Africains | Publié le 3 janvier 2018 à 9h45
A force de ténacité, Georges Weah est parvenu à déjouer toutes les prévisions les plus pessimistes en s’imposant à la présidentielle libérienne. Face à un vieux briscard, Joseph Boakai.

 

Là où il est aujourd’hui, George Weah, 51 ans, doit, probablement, se dire la vie est bien épatante. Cela pour la simple raison qu’il n’était pas la personne la mieux indiquée pour diriger un jour le Liberia, ce petit pays d’Afrique de l’Ouest. De lui, on connaît plutôt ses prouesses de footballeur de génie sur les stades parisiens, monégasques ou milanais que son panache dans l'arène politique.

Pourtant, à force de ténacité, il est parvenu à déjouer toutes les prévisions les plus pessimistes en s’imposant à la présidentielle libérienne. Face à un vieux briscard, Joseph Boakai.

C’est donc lui qui succédera à Ellen Johnson Sirleaf. Un passage de relais qui se fera dans un contexte relativement calme, pacifié. Ce qui est plutôt une bonne chose ! Car le Liberia porte encore des stigmates des guerres qui l’ont défiguré et éloigné du concert des nations. Certes, l’élection de Mme Sirleaf avait permis d’asseoir une certaine stabilité.

Petit bémol 

Avec ce petit bémol tout de même : jamais les auteurs des crimes des décennies écoulées n’ont été trimbalés devant les tribunaux ; jamais ils n’ont été inquiétés par les autorités du pays. Sans compter qu’il y a un an et demi le Liberia était confronté à une grave épidémie d’Ebola.

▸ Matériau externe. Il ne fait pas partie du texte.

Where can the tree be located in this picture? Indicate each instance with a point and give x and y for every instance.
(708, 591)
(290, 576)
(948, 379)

Ainsi, toute la question est de savoir : comment George Weah compte-t-il remettre sur les rails un pays qui demeure convalescent et souffre de la corruption ? Dans son discours post-victoire, il a tenté de donner quelques pistes de ce qui pourrait être une ébauche de sa politique générale. A savoir, remplacer l’aide au développement « par l’investissement privé », tendre la main à tous, y compris les adversaires politiques qui ne sont point « ses ennemis ».